Kraków. Szalona podróż Kandyda przez świat
Michał Znaniecki, wybitny reżyser operowy, wraca na scenę Opery Krakowskiej. I to ze spektaklem, który nigdy nie był wystawiany pod Wawelem. Premiera "Kandyda" Leonarda Bernsteina, połączona z inauguracją 23. Letniego Festiwalu Opery Krakowskiej, w przyszły piątek, 7 czerwca.
To pierwsze dzieło Leonarda Bernsteina na deskach Opery Krakowskiej. Amerykański kompozytor, pianista, dyrygent i popularyzator muzyki był nazywany królem Broadwayu. W 1956 roku sięgnął po satyryczną powiastkę filozoficzną Woltera. Na scenie postanowił odpowiedzieć na zadane w niej pytanie: czy żyjemy w najlepszym z możliwych światów. Premiera "Kandyda" w nowojorskim Martin Beck Theatre nie spotkała się z entuzjastycznym przyjęciem. Artysta zmieniał więc koncepcje, próbował doprowadzić operetkę do perfekcji. Na swój czas spektakl czekał ponad dwie dekady- ostateczną wersję kompozytor zaprezentował w 1988 roku w Royal Theatre Glasgow.

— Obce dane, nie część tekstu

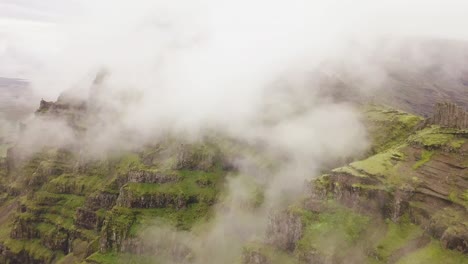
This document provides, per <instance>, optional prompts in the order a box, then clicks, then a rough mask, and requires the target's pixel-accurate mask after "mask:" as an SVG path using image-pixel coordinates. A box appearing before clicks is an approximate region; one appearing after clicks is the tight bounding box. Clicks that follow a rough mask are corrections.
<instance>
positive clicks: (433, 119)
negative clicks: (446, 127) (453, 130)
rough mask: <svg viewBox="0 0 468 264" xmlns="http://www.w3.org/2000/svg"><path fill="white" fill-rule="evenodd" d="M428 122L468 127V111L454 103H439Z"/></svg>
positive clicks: (450, 125)
mask: <svg viewBox="0 0 468 264" xmlns="http://www.w3.org/2000/svg"><path fill="white" fill-rule="evenodd" d="M427 124H430V125H439V126H442V127H447V128H457V129H468V112H467V111H465V109H463V108H462V107H460V106H457V105H456V104H454V103H448V102H445V103H438V104H437V105H436V106H435V110H434V114H433V116H432V117H431V118H429V119H428V120H427Z"/></svg>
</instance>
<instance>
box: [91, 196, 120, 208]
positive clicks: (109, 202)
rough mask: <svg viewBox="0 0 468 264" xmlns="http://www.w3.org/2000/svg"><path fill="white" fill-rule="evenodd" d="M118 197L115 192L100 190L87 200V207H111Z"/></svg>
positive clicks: (95, 207)
mask: <svg viewBox="0 0 468 264" xmlns="http://www.w3.org/2000/svg"><path fill="white" fill-rule="evenodd" d="M117 197H118V194H115V193H107V192H99V193H97V194H95V195H93V196H90V197H89V198H88V199H87V200H86V207H87V208H90V209H91V210H98V209H100V208H104V209H110V208H112V207H113V206H114V205H115V203H116V201H117Z"/></svg>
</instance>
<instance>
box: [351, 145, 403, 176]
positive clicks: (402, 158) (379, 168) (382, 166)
mask: <svg viewBox="0 0 468 264" xmlns="http://www.w3.org/2000/svg"><path fill="white" fill-rule="evenodd" d="M404 158H405V156H404V154H403V153H401V152H399V151H397V150H389V151H385V152H382V153H379V154H376V155H374V156H371V157H369V158H367V159H365V160H361V161H356V162H353V163H351V164H350V165H351V166H352V167H354V168H355V169H357V170H360V171H364V172H366V173H368V174H372V175H387V174H389V172H391V171H392V170H393V169H394V168H395V164H396V163H397V162H399V161H402V160H403V159H404Z"/></svg>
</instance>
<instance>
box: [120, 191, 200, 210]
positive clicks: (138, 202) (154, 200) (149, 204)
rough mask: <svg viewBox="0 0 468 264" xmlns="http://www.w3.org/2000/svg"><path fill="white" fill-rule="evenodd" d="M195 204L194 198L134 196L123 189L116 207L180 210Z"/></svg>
mask: <svg viewBox="0 0 468 264" xmlns="http://www.w3.org/2000/svg"><path fill="white" fill-rule="evenodd" d="M193 202H196V198H195V197H189V196H186V195H184V194H174V193H155V194H143V195H136V194H133V193H131V192H129V191H128V190H126V189H125V188H122V190H121V191H120V195H119V198H118V199H117V205H118V206H123V207H128V208H166V207H172V208H176V209H181V208H184V207H186V206H187V205H188V204H190V203H193Z"/></svg>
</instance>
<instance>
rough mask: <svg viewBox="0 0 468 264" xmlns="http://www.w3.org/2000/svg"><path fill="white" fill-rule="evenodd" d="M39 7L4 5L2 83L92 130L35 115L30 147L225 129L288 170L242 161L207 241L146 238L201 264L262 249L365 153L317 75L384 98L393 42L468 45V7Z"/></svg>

DYSKUSJA 0 WSPÓŁCZESNYM ŚWIECIE
Tej właśnie, szkockiej odsłonie "Kandyda" bliżej przyjrzy się Michał Znaniecki, wybitny polski reżyser teatralny i operowy. Artysta wyreżyseruje tytuł po raz czwarty w swojej karierze, ale po raz drugi w Polsce. - Świat Bernsteina i Woltera to kipiący życiem pastisz, który łączy wielką literaturę Oświecenia z operą, musicalem i operetką - mówi reżyser.
I podkreśla: - To wielka frajda wrócić do tego dzieła. Życie artysty jest procesem, zmienia się. Tak jak otaczający nas świat. Sztuka Bernsteina, tak współczesna w każdym czasie, musi być dostosowana do epoki. Powrót do "Kandyda" po dziesięciu latach to nowe miasto, nowa obsada, nowe podejście i nowe przedstawienie.
Czego zatem możemy się spodziewać? - Dyskusji na temat współczesnego świata. To będzie bardzo aktualny spektakl, który posiada wiele planów - od najprostszej komedii po wyżyny wysublimowanej analizy politycznej i społecznej naszego człowieczeństwa. Osią widowiska jest szalona podróż Kandyda po niemal całym świecie. Kandyd, przenosząc się z miejsca na miejsce, doświadcza serii katastrof, które sprawiają, że optymistyczne nauki jego opiekuna, doktora Panglossa, zostają brutalnie skonfrontowane z praktyką - zdradza reżyser.
ORYGINALNY ŚWIAT BERNSTEINA
Muzyką do operetki zajął się gość specjalny Opery Krakowskiej Sławomir Chrzanowski, dyrektor naczelny i artystyczny Filharmonii Zabrzańskiej. - Bernstein zawarł w partyturze wszystko, nie ma tu miejsca na niepewność czy eksperyment. Bernstein, jego soliści i wspaniała Filharmonia Nowojorska bawią się samym brzmieniem muzyki, tymczasem w Operze Krakowskiej naszym zadaniem jest wykreowanie na scenie oryginalnego świata - mówi kierownik muzyczny "Kandyda". Michałowi Znanieckiemu będzie też towarzyszył wybitny tancerz i choreograf, wielokrotny mistrz Polski breakdance Jarosław Staniek.
Do obsady dołączyła plejada gwiazd. W roli tytułowego Kandyda
zaprezentują się trzej tenorzy - Łukasz Gaj, Voytek Soko Sokolnicki i Jarosław Bielecki. Partię ukochanej bohatera, Kunegundy, zaśpiewają Joanna Moskowicz i Katarzyna Oleś-Blacha. W roli Old Lady wystąpią natomiast sama Małgorzata Walewska oraz Olga Maroszek.
ZBUDUJ SCENOGRAFIĘ DO"KANDYDA"
Premierze "Kandyda" towarzyszy akcja specjalna "Zbuduj z nami scenografię do Kandyda". - Każdy widz, który przyniesie do Opery książkę beletrystyczną, będzie mógł zakupić bilet w cenie 25 zł. Książki najpierw staną się elementem scenografii, a później trafią do wybranej krakowskiej instytucji społecznej - biblioteki, szpitala lub szkoły - objaśnia Ewa Bąkowska z Opery Krakowskiej.
-> Premiera "Kandyda" 7 czerwca o godz. 18.30 w Operze Krakowskiej (Lubicz 48).